Le projet viole ainsi l’article 6 de la directive « Habitats » et l’obligation de prévention des atteintes significatives aux sites Natura 2000.
- Notice d’incidences lacunaire
L’analyse du dossier révèle que la notice d’évaluation des incidences :
- Ne traite pas correctement des effets cumulés sur les vestiges archéologiques ;
- Omet d’évaluer les impacts hydrologiques d’un bassin d’orage de 12 m³, d’un réseau d’épuration individuelle de 124 EH et de remblais jusqu’à 2 m ;
- Sous-estime les nuisances paysagères et architecturales.
Cette lacune contrevient au principe de précaution et au devoir de minutie imposé à l’autorité délivrante.
- Motivation formelle, devoir de minutie et principe de bonne administration
Conformément à la loi du 29 juillet 1991 relative à la motivation formelle des actes administratifs, toute décision octroyant un permis d’urbanisme dérogatoire doit être motivée de manière explicite et circonstanciée. Le Conseil d’État exige une motivation concrète, détaillée et vérifiable, particulièrement lorsque des dérogations multiples sont sollicitées.
La jurisprudence impose également un « devoir de minutie » : l’autorité doit examiner avec soin l’ensemble des éléments pertinents du dossier avant de se prononcer.

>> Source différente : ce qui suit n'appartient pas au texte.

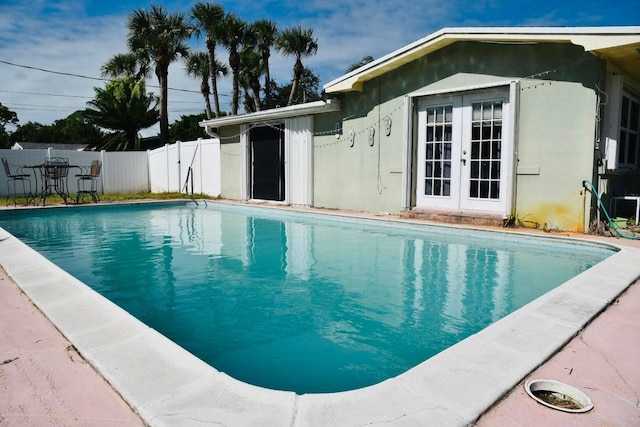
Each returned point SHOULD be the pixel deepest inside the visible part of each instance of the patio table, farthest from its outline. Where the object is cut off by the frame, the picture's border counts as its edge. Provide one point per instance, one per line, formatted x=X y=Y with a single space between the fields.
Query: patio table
x=56 y=183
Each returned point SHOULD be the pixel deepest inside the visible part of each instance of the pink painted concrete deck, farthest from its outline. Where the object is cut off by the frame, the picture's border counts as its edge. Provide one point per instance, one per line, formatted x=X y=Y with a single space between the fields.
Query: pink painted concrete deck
x=43 y=381
x=603 y=362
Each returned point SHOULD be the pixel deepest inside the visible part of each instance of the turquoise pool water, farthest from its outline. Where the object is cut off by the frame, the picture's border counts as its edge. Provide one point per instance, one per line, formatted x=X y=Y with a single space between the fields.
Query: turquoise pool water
x=301 y=302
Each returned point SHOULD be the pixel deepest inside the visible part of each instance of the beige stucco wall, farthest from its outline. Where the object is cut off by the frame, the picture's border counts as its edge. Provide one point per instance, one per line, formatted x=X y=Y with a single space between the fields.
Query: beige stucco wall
x=556 y=121
x=555 y=153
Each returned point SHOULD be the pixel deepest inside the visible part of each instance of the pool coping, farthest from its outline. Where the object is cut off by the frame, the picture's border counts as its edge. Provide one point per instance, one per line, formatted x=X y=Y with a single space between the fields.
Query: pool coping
x=166 y=385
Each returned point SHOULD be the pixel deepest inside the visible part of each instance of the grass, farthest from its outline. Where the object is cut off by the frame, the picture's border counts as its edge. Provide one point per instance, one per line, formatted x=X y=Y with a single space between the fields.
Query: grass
x=113 y=198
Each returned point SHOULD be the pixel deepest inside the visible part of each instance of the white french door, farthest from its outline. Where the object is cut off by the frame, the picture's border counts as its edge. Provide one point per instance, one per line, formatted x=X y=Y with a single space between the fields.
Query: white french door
x=464 y=152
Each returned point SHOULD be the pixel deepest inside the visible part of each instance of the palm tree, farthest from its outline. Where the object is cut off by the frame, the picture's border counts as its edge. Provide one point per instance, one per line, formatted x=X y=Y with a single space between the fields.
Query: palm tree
x=249 y=75
x=232 y=34
x=266 y=34
x=208 y=17
x=298 y=43
x=162 y=36
x=123 y=106
x=131 y=64
x=198 y=67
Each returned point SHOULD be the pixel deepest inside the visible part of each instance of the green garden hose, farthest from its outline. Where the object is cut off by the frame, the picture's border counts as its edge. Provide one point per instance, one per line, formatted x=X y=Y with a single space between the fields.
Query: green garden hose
x=612 y=224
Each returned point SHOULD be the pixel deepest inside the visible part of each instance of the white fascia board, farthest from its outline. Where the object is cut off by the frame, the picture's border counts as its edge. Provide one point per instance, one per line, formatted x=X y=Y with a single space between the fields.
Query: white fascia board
x=274 y=114
x=591 y=38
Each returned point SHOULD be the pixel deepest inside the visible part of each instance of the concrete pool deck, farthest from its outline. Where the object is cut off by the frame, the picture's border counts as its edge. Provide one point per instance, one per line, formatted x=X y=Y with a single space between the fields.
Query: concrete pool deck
x=165 y=385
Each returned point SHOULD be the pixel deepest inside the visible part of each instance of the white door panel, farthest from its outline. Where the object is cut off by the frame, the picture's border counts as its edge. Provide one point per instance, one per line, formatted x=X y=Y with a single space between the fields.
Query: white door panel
x=463 y=152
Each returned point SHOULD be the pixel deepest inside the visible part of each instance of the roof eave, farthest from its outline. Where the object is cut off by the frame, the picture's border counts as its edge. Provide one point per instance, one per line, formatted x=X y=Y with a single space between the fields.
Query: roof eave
x=309 y=108
x=591 y=38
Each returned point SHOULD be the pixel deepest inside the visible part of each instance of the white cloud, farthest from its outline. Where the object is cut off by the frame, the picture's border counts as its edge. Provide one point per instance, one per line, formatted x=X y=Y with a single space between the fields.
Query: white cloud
x=65 y=36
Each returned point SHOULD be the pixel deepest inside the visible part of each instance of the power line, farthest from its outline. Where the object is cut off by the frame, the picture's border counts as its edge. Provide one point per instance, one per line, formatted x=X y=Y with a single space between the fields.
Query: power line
x=44 y=70
x=45 y=94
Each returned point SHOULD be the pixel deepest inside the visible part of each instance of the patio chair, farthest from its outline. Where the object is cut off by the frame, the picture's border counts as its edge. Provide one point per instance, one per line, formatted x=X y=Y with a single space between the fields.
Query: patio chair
x=55 y=172
x=88 y=181
x=19 y=176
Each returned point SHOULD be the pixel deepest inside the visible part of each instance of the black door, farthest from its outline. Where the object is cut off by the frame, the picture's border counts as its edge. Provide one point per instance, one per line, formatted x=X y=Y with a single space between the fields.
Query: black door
x=267 y=159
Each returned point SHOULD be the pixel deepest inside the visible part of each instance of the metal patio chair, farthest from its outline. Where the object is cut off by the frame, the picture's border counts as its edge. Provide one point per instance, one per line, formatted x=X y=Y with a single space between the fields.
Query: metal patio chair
x=88 y=181
x=19 y=176
x=54 y=175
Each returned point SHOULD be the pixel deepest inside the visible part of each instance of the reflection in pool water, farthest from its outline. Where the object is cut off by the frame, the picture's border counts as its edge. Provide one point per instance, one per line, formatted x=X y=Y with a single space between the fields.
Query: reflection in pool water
x=299 y=302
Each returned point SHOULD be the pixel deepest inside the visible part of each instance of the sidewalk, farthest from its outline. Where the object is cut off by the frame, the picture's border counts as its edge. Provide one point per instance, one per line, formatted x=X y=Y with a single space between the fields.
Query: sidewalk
x=43 y=381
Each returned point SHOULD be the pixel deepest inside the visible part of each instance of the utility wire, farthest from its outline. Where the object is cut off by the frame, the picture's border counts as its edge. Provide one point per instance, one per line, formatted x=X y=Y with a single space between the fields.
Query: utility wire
x=44 y=70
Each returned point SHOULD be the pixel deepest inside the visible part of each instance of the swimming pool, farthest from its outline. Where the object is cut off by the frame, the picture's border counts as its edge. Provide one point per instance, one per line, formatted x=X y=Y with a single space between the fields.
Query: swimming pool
x=363 y=301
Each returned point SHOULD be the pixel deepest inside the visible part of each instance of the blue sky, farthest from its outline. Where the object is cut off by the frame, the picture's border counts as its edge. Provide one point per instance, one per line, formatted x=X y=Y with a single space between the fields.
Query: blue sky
x=78 y=36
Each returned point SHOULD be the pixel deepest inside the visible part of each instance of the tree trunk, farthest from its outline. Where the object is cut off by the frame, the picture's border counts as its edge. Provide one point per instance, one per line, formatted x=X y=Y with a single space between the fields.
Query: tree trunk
x=213 y=73
x=204 y=89
x=234 y=63
x=163 y=76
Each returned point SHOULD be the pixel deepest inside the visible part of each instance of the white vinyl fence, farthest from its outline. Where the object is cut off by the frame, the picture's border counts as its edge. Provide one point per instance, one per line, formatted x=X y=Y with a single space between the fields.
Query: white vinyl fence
x=164 y=169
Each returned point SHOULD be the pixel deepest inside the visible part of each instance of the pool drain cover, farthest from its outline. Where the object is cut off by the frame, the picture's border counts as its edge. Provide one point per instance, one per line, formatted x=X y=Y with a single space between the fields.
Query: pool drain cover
x=557 y=395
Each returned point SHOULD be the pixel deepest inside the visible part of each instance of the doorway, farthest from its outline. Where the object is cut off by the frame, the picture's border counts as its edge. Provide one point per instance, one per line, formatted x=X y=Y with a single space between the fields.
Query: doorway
x=267 y=163
x=463 y=152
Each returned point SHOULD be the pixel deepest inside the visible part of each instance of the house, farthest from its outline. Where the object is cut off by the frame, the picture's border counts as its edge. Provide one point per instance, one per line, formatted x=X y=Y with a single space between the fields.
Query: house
x=478 y=125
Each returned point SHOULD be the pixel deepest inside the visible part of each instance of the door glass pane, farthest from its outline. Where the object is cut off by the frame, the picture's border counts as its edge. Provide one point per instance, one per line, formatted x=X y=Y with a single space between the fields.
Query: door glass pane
x=439 y=135
x=486 y=152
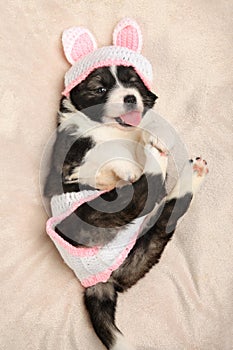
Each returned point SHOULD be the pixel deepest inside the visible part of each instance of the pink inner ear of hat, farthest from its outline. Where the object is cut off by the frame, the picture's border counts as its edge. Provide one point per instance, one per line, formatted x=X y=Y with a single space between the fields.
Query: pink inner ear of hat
x=82 y=46
x=128 y=37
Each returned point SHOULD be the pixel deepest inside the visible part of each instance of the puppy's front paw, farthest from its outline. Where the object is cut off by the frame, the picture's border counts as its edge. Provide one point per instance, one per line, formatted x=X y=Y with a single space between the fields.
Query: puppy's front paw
x=200 y=170
x=74 y=177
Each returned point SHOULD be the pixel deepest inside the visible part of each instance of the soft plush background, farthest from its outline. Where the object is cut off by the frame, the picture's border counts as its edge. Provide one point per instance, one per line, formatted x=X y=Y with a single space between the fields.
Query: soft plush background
x=186 y=301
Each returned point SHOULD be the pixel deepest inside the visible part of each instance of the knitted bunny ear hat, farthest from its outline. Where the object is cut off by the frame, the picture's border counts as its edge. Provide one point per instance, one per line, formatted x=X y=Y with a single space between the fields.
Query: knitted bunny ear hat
x=81 y=51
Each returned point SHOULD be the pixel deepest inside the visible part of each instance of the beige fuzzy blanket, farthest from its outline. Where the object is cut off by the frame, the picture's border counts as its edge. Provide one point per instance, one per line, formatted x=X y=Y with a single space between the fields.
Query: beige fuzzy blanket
x=186 y=301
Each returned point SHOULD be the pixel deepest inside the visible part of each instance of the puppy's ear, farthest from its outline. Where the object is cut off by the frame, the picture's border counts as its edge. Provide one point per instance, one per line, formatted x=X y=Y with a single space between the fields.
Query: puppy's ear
x=77 y=42
x=128 y=34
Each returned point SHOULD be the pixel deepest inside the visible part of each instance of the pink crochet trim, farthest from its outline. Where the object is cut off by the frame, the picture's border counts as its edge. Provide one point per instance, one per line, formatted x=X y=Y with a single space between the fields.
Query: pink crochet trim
x=128 y=34
x=104 y=276
x=77 y=42
x=106 y=63
x=51 y=223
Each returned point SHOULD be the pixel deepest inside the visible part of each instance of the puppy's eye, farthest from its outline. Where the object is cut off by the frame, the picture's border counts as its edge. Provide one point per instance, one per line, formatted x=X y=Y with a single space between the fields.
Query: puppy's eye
x=133 y=80
x=101 y=90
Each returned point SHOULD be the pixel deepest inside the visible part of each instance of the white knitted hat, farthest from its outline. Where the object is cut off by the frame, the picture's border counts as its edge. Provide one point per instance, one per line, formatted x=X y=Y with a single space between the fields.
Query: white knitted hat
x=81 y=51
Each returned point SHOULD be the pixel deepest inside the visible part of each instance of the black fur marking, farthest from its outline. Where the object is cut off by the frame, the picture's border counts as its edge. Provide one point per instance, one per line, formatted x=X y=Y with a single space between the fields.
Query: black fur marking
x=144 y=255
x=129 y=78
x=100 y=301
x=68 y=152
x=93 y=92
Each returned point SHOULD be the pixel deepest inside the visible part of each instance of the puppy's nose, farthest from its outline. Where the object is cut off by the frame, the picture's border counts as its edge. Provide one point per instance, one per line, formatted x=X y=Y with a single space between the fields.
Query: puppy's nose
x=130 y=99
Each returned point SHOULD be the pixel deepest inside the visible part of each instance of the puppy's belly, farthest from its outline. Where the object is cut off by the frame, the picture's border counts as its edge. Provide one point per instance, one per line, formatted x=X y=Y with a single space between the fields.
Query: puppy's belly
x=108 y=163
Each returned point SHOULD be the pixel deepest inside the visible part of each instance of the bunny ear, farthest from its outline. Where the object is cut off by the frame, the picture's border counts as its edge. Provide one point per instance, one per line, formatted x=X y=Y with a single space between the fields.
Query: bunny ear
x=77 y=42
x=128 y=34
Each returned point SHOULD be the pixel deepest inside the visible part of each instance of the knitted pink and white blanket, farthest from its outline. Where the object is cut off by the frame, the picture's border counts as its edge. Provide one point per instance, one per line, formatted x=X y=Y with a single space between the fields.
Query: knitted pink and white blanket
x=95 y=264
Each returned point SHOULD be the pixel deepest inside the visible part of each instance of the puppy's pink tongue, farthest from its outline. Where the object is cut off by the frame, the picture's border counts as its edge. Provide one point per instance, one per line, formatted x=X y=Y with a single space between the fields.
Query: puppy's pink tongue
x=132 y=118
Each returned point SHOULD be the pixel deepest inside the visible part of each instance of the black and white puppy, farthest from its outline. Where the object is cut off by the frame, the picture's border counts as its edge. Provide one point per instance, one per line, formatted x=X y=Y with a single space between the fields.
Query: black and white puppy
x=111 y=102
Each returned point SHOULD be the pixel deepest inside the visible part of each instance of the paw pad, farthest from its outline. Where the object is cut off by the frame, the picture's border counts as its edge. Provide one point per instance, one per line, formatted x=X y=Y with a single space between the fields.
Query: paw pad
x=199 y=166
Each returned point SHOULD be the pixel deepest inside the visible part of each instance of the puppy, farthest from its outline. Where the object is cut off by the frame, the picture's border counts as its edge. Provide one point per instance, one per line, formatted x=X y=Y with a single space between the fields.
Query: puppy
x=109 y=105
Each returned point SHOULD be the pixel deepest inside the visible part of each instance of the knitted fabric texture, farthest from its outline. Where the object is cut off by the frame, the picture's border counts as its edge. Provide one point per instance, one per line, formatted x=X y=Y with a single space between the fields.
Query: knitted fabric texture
x=80 y=49
x=90 y=265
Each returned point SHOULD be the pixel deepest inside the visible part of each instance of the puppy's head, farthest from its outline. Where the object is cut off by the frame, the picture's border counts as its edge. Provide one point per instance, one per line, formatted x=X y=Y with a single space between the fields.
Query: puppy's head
x=113 y=95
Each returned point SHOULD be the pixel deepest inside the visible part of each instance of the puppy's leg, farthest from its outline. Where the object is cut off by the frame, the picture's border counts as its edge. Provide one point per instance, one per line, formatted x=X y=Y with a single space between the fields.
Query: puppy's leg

Enfin, le principe de bonne administration, consacré par l’article 41 de la Charte des droits fondamentaux de l’Union européenne et la jurisprudence belge, implique :
- Une instruction complète et transparente ;
- Le respect du contradictoire et des droits des tiers ;
- Une décision équilibrée et proportionnée aux intérêts en présence.
En l’espèce, accorder un permis sans démontrer l’intérêt public prépondérant, sans évaluation rigoureuse des incidences et sans étude des alternatives violerait ces obligations. Une telle décision serait susceptible d’annulation pour violation de la loi sur la motivation formelle, du devoir de minutie et du principe de bonne administration.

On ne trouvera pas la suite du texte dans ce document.